The “fountain of hype” will run out sooner or later
Right now, even in the rough bear market, hype surrounding new tech continues to be a great source of interest and funding in the cryptospace. This will, however, eventually change, and projects marketing themselves on their immense potential will see little interest, with investors being all tapped out of their appetite for building new tech without end. At that point, cryptocurrencies and blockchain tech will likely be developed on the cheap or even for free while the money flows directly to the use case, a move which will profit investors greatly.
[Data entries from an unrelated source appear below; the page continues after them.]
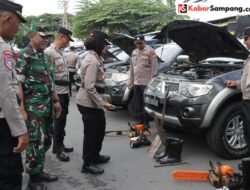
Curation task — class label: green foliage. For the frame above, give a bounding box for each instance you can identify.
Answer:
[73,0,186,39]
[14,14,72,48]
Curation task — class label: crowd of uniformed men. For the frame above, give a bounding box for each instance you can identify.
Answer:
[0,0,157,190]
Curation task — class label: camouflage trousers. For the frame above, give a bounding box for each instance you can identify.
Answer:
[25,113,53,175]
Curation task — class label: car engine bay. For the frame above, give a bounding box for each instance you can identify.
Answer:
[166,61,243,80]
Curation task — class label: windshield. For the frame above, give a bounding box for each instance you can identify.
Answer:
[155,43,182,63]
[113,49,129,61]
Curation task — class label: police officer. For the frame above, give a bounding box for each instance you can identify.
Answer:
[16,26,61,190]
[76,30,115,175]
[46,27,74,162]
[0,0,28,190]
[128,35,158,129]
[225,27,250,152]
[65,46,78,96]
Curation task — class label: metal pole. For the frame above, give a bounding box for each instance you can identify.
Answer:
[58,0,69,29]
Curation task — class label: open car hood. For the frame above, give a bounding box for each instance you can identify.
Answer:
[111,34,136,56]
[158,20,249,61]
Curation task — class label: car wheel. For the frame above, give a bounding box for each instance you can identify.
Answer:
[206,102,248,159]
[128,94,136,116]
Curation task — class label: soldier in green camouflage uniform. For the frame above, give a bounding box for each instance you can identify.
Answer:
[16,27,60,189]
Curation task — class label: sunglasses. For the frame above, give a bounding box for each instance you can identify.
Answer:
[244,36,249,41]
[135,42,143,45]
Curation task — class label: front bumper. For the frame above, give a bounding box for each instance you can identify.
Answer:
[145,107,183,127]
[144,93,211,129]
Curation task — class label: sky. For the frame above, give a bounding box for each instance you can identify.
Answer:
[14,0,79,16]
[14,0,250,21]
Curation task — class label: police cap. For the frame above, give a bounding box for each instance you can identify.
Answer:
[243,27,250,38]
[57,27,74,42]
[0,0,27,23]
[31,25,52,37]
[89,30,112,45]
[134,34,145,43]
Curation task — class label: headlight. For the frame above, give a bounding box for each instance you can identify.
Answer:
[76,69,81,75]
[180,83,213,97]
[111,73,128,82]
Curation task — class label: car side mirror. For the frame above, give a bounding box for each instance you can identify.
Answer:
[177,55,191,64]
Roger Ver’s different approach of legend
While this shift away from a development-first approach may be new and upcoming, that isn’t to say it hasn’t been successfully tried before, even in cryptocurrency. Famed “Bitcoin Jesus” Roger Ver, in additionally to extensively investing in Bitcoin itself during the early days, also performed the most important step: investing in use cases. Some of his more famous investments in the ecosystem included BitInstant, Ripple, Blockchain.info, BitPay, and Kraken. Many of these remain important fixtures of the crypto landscape today, but more importantly they spearheaded Bitcoin’s value as a currency with practical use cases. While these companies made money, they also helped make Bitcoin valuable.
Investing in use case can make both investments go up
Speculating on specific commercial use cases reduces the number of conditions required for a profit to be turned to one. Even if the intended cryptocurrency doesn’t end up getting used, a successful company used something else instead will still profit, making it a safer bet that on the cryptocurrency whose use case may never materialize. Does this mean you shouldn’t hodl? No, but it does mean that you should be an active investors rather than a passive one, and provide the market demand and incentives to create the only thing that really matters as far as creating long-term value is concerned: real-world commercial use.